Doch Geduld hat eine Schattenseite. Ich kann warten – bis ich mein Ziel verloren habe. Ich kann mich in Geduld üben, wo ich besser ungeduldig wäre, wenn ich mich nicht verlieren will. Geduld schlägt mitunter um in eine Abfindung mit dem Ungenügenden, in eine selbstverleugnende Passivität.
Ich war Anfang des Jahres Teilnehmer bei einem Seminar Familienaufstellungen. Ich hatte ein wichtiges Anliegen, hoffte auf Antworten und Unterstützung.

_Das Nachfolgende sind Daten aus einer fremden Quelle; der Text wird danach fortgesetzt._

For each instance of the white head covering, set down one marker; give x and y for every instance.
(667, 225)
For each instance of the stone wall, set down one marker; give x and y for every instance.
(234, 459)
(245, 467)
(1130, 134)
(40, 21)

Trotz eines großen inneren Drucks konnte ich gut damit leben, wie reihenweise andere TeilnehmerInnen ihre Arbeit anmeldeten, ihr Anliegen vortrugen – und ich fühlte mich gut darin. Ich war zufrieden damit, dass ich nicht sofort einen Platz brauchte. Ich vertraute darauf, dass ich schon Platz finden würde. Ich hatte in früheren Seminaren erfahren, dass der Leiter dafür sorgte, dass schließlich jeder, der wollte, einen Platz bekam.

Am Ende des zweiten von drei Seminartagen durchzuckte mich plötzlich ein tiefes Erschrecken: was, wenn der Leiter es diesmal anders handhaben würde? Wenn er einfach zu einer bestimmten Zeit aufhören würde?

Mir wurde schlagartig klar, dass ich ihm die Verantwortung für mein Anliegen übertragen hatte. Mir war etwas passiert, was ich in meinen eigenen Gruppen immer wieder von Klientinnen und Klienten erlebe – sie können sich noch nicht so wichtig nehmen, selbst für ihren Platz einzutreten, vielleicht sogar dafür zu kämpfen.

Irgendwann ist die Zeitschiene des Seminars abgelaufen – und sie bleiben unbefriedigt zurück. Am Morgen des letzten Seminartages war ich eine halbe Stunde früher im Seminarraum. Ich setzte mich auf den Stuhl, die Geste, mit der man anzeigte, arbeiten zu wollen – und ich bekam den Platz. Der Leiter machte es anschließend dennoch wie immer – die Zeit reichte für alle aus. Und dennoch: neben meiner Erfahrung aus der folgenden Aufstellung war ich froh über das, was ich zuvor selbst geschafft hatte – meinen Platz zu nehmen, ungeduldig zu sein.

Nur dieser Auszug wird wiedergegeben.